The number of women who live as consecrated virgins is small (about 1,500) , but growing.
A woman living in the world who has never married or lived in open violation of chastity, and who by age, prudence, and good character is deemed suitable for dedicating herself to a life of chastity in the service of the Church and of her neighbor may petition her bishop to receive the Consecration. She must be admitted to this Consecration by her local Bishop; it is he who determines the conditions under which the candidate is to undertake a life of perpetual virginity lived in the world. Usually, a woman who aspires to the Consecration works with a spiritual director and has lived a private promise of perpetual virginity for some years before seeking the Consecration of a Virgin.

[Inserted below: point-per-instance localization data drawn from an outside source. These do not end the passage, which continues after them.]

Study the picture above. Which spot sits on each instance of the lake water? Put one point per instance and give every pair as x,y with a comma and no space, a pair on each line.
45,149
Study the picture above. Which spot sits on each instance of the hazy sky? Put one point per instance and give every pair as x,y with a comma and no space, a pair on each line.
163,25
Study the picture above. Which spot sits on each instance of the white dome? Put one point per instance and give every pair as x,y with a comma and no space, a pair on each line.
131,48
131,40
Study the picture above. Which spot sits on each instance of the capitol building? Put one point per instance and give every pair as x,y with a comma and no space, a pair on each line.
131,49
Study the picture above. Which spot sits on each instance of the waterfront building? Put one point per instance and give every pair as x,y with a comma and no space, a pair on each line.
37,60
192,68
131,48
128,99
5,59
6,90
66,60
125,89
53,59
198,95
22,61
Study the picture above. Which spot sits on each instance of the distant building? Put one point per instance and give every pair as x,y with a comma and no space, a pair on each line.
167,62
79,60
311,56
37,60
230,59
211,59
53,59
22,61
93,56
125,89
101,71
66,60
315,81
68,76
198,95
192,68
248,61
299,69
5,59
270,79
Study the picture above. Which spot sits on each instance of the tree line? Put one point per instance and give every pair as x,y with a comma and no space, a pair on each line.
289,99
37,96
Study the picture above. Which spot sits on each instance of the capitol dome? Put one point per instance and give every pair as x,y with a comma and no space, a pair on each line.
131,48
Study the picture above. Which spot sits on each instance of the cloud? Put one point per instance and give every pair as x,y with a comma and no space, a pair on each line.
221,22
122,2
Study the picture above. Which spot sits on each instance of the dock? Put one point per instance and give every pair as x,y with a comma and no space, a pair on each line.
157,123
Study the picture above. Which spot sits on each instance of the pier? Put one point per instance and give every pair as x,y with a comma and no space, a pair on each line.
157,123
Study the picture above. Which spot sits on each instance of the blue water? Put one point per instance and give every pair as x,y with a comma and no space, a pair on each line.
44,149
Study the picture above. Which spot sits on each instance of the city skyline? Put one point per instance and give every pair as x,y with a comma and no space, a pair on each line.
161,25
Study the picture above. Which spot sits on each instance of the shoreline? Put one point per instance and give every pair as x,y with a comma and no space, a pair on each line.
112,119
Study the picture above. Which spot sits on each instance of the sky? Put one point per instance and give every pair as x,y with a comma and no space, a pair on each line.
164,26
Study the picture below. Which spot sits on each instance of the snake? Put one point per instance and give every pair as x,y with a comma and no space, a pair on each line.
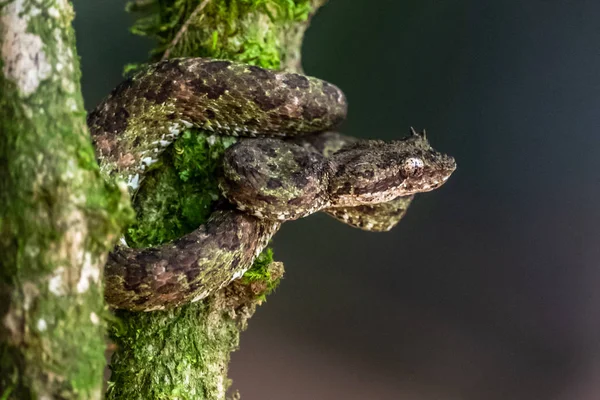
289,162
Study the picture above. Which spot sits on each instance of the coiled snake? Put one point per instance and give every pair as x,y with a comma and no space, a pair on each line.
288,165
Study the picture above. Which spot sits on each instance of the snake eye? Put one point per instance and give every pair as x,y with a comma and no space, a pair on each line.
412,167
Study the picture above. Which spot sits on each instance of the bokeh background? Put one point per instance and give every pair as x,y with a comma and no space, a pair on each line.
489,287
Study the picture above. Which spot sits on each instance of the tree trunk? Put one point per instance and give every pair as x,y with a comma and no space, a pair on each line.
58,218
184,353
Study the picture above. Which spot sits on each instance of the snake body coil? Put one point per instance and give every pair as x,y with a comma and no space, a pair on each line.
293,168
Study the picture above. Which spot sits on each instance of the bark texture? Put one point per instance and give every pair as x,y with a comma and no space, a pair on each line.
184,352
58,218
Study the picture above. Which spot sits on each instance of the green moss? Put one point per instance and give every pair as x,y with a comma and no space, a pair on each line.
260,272
245,30
180,190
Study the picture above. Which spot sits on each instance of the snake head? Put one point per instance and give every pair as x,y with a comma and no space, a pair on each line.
373,171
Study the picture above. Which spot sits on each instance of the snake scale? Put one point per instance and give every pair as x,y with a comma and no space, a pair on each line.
287,164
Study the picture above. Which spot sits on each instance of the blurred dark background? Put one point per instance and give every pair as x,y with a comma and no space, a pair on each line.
489,287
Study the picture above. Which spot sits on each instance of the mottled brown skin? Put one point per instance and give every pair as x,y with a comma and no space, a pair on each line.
281,180
367,184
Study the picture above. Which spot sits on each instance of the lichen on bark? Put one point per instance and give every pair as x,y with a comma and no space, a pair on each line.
184,352
58,218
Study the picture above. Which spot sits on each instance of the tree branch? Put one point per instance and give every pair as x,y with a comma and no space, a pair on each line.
58,218
184,352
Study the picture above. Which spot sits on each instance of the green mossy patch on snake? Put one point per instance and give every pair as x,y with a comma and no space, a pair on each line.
180,190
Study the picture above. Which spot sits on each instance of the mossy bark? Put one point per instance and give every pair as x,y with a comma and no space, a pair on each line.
58,218
184,353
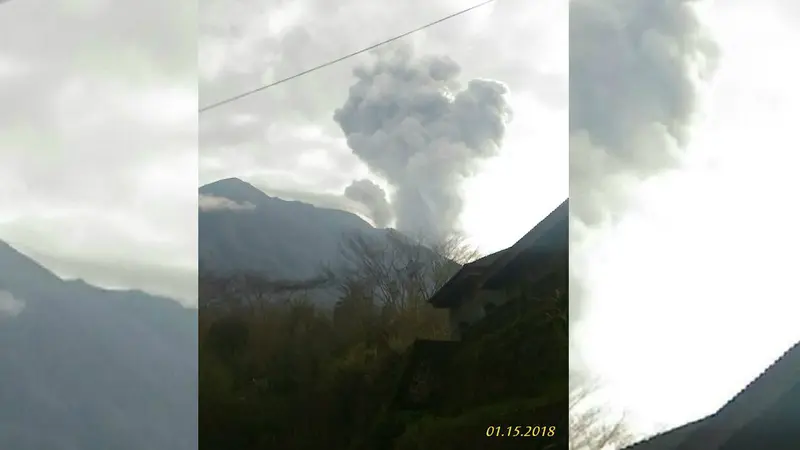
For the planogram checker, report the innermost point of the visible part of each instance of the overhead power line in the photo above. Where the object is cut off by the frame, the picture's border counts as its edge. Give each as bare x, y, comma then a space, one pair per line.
330, 63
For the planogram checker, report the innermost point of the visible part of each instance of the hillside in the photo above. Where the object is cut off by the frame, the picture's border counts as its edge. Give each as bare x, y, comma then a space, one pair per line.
285, 239
91, 369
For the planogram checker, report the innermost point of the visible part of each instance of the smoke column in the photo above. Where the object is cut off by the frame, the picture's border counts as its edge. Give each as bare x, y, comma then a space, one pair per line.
373, 197
411, 122
635, 70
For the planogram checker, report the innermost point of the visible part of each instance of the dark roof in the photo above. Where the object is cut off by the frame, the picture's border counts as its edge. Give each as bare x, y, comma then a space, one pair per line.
489, 270
754, 401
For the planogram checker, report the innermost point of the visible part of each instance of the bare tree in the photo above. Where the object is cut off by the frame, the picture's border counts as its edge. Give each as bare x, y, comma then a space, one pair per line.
392, 276
592, 426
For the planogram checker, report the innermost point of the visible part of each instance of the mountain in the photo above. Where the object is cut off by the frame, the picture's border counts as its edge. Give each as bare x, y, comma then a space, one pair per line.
244, 230
92, 369
249, 231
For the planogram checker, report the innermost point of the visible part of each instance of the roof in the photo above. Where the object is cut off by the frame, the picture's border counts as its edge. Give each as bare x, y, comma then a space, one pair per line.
549, 234
757, 399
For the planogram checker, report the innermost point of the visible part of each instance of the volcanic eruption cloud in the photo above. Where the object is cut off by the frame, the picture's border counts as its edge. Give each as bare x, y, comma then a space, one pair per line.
413, 124
635, 71
373, 197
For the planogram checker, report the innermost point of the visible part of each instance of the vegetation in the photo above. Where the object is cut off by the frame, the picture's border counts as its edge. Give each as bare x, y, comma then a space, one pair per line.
376, 372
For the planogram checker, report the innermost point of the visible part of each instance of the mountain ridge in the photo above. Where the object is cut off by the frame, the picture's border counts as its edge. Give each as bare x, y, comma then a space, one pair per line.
89, 368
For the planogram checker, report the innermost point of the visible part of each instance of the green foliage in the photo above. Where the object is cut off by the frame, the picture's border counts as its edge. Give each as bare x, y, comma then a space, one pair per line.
374, 374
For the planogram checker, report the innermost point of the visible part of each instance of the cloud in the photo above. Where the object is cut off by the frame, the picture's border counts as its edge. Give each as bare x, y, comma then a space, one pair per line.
373, 197
213, 203
412, 123
280, 134
635, 73
98, 138
10, 306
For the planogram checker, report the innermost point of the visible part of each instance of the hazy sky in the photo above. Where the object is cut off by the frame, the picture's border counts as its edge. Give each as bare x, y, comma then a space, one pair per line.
692, 291
98, 132
285, 141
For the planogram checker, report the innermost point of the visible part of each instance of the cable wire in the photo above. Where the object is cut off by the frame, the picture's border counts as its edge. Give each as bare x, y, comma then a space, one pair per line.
330, 63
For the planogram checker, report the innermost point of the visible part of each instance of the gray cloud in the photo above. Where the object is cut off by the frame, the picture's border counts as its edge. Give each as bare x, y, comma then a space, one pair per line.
10, 306
634, 73
635, 68
373, 197
213, 203
98, 139
412, 123
243, 45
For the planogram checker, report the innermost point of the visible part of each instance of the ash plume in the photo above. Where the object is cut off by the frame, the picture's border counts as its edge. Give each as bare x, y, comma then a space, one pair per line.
635, 71
373, 197
412, 123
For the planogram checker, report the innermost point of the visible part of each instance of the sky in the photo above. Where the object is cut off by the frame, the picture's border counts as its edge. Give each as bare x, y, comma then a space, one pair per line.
98, 140
286, 141
684, 251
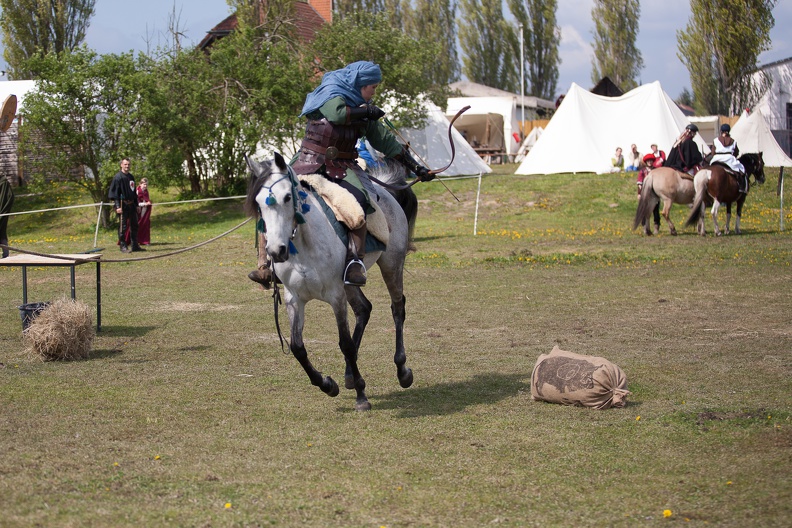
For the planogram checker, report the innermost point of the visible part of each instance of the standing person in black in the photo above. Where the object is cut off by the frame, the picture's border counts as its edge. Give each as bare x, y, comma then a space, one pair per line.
124, 195
685, 155
6, 202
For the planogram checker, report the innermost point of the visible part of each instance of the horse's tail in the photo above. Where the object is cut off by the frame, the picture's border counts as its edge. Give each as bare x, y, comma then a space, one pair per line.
644, 207
394, 175
700, 183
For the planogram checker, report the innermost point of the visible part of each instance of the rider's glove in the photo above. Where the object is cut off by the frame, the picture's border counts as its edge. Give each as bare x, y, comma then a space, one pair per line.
370, 112
419, 170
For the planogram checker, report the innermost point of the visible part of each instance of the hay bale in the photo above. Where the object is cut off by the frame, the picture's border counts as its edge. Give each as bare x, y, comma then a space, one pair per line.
63, 330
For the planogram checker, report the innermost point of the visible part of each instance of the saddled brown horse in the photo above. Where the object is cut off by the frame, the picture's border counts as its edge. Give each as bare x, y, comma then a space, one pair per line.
668, 185
716, 186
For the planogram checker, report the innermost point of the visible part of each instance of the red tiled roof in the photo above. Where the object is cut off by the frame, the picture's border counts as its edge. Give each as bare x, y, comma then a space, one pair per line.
307, 22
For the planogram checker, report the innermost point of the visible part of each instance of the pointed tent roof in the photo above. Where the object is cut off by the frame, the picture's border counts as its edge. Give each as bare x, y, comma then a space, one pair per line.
753, 135
587, 128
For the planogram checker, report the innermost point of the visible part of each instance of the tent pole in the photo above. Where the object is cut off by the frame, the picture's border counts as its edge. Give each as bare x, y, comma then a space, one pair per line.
475, 217
781, 197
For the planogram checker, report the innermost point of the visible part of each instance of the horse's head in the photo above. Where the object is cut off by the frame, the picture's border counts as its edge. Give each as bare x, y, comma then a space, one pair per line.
754, 164
273, 194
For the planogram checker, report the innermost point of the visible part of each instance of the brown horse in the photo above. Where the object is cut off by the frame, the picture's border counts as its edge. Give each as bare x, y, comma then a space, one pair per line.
716, 186
669, 185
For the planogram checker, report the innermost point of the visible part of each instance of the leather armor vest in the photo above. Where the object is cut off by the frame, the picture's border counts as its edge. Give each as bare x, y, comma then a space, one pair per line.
330, 145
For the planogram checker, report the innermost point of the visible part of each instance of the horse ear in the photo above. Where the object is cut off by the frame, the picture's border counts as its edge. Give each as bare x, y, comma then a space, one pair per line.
253, 165
280, 162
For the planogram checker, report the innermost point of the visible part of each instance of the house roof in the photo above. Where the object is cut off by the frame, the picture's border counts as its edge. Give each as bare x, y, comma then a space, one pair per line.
307, 22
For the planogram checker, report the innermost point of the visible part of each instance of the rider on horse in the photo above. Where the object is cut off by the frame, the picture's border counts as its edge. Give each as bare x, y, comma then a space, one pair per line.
339, 112
725, 152
685, 155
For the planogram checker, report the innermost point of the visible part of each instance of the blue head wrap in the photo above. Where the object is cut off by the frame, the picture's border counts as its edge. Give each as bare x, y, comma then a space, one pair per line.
346, 83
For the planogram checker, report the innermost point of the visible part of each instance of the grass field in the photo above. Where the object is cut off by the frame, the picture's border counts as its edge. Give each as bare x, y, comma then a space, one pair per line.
189, 414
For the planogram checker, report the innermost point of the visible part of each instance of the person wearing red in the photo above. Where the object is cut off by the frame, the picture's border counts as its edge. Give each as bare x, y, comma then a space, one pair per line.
144, 213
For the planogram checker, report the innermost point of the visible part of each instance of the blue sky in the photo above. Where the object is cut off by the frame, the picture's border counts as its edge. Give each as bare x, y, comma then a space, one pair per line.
120, 26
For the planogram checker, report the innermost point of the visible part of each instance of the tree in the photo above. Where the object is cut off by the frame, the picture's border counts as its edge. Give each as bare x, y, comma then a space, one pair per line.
541, 37
720, 47
615, 31
488, 43
434, 21
33, 26
83, 113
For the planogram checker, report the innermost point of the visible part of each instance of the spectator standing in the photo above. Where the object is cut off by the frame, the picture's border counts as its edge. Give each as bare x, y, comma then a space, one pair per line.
617, 162
124, 196
144, 213
6, 203
633, 159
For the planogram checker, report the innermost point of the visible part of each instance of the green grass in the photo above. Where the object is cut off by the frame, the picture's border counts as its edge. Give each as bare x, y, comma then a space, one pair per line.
187, 403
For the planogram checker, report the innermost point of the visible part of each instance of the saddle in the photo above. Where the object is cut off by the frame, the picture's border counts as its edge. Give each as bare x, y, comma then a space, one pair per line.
346, 208
729, 170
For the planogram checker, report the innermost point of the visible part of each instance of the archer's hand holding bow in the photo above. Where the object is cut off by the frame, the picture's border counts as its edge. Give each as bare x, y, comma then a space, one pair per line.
419, 170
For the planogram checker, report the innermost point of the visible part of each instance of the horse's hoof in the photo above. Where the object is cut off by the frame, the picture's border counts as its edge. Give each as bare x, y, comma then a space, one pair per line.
406, 380
330, 387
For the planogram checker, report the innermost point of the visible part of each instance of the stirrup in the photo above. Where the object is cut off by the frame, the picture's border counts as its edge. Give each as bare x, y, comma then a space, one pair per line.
355, 261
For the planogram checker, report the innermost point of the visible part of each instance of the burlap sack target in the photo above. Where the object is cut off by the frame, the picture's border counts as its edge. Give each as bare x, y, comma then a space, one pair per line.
574, 379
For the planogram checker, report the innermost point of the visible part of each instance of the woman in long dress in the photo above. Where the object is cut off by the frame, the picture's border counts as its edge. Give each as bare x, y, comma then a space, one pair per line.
144, 213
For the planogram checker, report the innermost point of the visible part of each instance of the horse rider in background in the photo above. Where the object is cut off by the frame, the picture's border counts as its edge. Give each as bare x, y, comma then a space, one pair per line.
339, 112
725, 152
685, 155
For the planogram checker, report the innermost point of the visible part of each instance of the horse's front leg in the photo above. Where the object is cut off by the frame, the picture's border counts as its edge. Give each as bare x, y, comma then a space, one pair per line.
667, 216
296, 311
715, 207
348, 347
400, 357
740, 203
361, 307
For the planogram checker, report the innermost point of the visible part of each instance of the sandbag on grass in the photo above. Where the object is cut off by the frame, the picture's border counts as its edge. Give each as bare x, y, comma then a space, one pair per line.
575, 379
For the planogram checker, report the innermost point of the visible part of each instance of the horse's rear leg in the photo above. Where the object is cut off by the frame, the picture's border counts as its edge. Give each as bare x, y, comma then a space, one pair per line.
715, 207
666, 210
349, 348
400, 357
361, 307
297, 347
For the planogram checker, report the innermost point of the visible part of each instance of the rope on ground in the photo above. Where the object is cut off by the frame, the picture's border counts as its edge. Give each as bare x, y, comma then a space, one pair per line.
150, 257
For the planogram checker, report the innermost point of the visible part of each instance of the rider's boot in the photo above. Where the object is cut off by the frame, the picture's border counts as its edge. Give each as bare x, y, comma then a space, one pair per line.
263, 274
355, 270
742, 183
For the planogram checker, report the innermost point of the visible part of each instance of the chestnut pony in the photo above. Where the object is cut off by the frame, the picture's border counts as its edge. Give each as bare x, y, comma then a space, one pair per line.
714, 186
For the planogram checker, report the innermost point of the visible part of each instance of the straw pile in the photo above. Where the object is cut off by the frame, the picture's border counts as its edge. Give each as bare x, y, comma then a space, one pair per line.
63, 330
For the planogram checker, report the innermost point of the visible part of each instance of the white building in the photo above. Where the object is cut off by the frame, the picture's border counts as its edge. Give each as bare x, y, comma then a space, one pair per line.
776, 105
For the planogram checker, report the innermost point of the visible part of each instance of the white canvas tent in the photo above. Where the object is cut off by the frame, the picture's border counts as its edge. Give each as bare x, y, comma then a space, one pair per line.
753, 135
491, 122
431, 144
586, 129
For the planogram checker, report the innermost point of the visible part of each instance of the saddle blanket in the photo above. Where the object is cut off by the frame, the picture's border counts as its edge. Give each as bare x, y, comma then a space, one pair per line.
346, 210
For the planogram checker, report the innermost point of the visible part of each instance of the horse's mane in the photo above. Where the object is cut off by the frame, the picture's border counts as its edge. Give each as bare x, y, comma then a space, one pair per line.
255, 183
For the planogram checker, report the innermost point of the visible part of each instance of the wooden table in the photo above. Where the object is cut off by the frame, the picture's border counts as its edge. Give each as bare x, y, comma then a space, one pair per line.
71, 260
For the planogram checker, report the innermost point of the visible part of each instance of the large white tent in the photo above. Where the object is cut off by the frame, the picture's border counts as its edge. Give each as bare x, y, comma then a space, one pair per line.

It is understood that a laywoman aspiring to the Consecration of a Virgin is able to support herself by work or pension or independent means and has provided financially for her medical care.
A woman aspiring to the Consecration should be practicing her faith. She accepts the teaching of the Church and Sacred Scripture, with a readiness and capacity for personal growth. She should be able to give herself totally to God and the Church.
consecratedvirgins.org/cv/becomingcv.html

An interesting article about a woman who is a consecrated virgin appeared in the Detroit Free-Press earlier this year. Unfortunately, the newspaper has discontinued the webpage but you can still read it in the google cache: Virgins by choice, women embrace ancient ministry
 
I also want to point out that, although religious life is certainly only for those who are totally in love with Christ, marriage is by no means only for those who are not totally in love with Christ. There are people who get married who would be willing to give up everything if Jesus asked them to, but they discern that Jesus is calling them to marriage. They follow His call because they are totally in love with Him. The bottom line is that whatever your vocation is, you should choose it out of love, not fear. The specific way of living out love differs according to what your vocation is, but love should always be at the center.